In the early 1970s I was doing ministry in an American suburb trying to get a few dollars for my then mission in Africa to keep body and soul together. In those days, parish visitation was the “in thing”. I spent most of those summer days walking around the parish knocking on or ringing the doors of Catholics. I came to this particular house and rang; no answer. I knocked again; still no answer. I waited a few moments and thought that I heard a noise inside. So, I rang again. Sure enough, a woman came to the door and apologised for not answering sooner.
In those days I dressed in full clericals, like all the secular clergy, when on visitation. She asked me in and told me that she had looked out the window and seen that I was a priest. She said that no priest had visited for a long time and, sad to say, no neighbours either. She said that her son was a Vietnam veteran who was comatose since his tank was blown-up in Vietnam. A nurse by profession, she had trained her husband how to do the basic care that their son needed.
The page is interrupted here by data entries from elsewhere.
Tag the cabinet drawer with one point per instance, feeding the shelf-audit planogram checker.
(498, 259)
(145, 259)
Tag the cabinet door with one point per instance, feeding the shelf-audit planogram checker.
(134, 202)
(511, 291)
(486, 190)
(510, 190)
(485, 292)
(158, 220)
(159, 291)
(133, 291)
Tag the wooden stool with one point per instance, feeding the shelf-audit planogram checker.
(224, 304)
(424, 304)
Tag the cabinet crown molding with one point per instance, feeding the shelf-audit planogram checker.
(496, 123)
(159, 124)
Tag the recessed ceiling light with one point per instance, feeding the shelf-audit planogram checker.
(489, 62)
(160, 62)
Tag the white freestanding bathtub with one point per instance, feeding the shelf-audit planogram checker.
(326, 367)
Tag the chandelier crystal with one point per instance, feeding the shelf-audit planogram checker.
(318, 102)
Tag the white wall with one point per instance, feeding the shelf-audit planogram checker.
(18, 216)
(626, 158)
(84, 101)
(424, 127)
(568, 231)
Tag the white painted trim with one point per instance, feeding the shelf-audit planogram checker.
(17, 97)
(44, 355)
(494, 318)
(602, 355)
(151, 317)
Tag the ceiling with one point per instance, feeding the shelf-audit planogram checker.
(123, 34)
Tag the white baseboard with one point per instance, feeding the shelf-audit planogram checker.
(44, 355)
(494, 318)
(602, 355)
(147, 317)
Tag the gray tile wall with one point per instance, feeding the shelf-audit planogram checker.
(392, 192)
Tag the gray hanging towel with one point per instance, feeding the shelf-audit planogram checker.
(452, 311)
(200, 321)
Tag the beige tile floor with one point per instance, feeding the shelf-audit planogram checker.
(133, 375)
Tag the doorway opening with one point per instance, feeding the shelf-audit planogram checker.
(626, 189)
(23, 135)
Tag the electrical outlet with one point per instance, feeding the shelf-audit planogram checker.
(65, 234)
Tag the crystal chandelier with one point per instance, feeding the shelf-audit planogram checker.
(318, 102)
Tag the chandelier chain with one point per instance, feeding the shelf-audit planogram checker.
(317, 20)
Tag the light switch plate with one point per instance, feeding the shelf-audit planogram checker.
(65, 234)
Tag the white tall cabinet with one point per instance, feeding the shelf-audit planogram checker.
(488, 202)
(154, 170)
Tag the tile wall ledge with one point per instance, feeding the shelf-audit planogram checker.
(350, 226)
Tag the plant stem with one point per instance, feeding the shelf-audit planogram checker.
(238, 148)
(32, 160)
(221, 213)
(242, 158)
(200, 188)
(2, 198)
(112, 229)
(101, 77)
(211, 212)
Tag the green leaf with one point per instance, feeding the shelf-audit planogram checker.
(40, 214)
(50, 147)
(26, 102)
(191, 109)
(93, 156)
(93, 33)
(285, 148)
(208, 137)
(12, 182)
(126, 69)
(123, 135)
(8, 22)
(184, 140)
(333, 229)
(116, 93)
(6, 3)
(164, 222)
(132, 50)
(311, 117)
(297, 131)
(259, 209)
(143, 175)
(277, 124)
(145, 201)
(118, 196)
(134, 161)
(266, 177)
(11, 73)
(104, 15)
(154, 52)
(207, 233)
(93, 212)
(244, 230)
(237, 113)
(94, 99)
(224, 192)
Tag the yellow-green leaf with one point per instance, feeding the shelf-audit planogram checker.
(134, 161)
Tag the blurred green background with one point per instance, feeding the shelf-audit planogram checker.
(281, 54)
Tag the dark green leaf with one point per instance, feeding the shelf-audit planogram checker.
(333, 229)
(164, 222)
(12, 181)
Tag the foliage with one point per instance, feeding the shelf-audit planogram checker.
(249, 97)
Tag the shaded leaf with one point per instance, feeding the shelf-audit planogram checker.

They had looked after him 24 hours a day for the previous few years. The Veterans’ Hospital in Washington was glad to give her the training to do all the necessary and the parents gladly took their son home. However, feelings ran high-and-vicious in the USA and they were left in no doubt by their neighbours that these army boys had let America down by being forced to admit defeat in the war. So, the family were effectively boycotted. Unclean, unclean.
Many years later I was working in an Aboriginal mission/township in Australia. They are God’s people if not quite church-going people. One day, one of the older men came to me looking for food. We talked about life and he told me his history. He was one of the few Aboriginal people who had been in the Australian army at the time of Vietnam. He was now an out-and-out alcoholic, his life ruined. Why? He had been ordered to shoot a child in a Vietnamese village that the army had overrun. He couldn’t. But he was eventually forced to kill the child. At the end of the war, he was a broken soul after seeing and performing so many unaboriginal acts of violence. Coming home to Australia and returning to civil life, he was sent to the Aboriginal settlement. His life became a mess. He cried and cried on my shoulder. And any time he visited me more often than not the tears flowed again. He too felt unclean.
I thank God for having had my life touched by such unclean saints.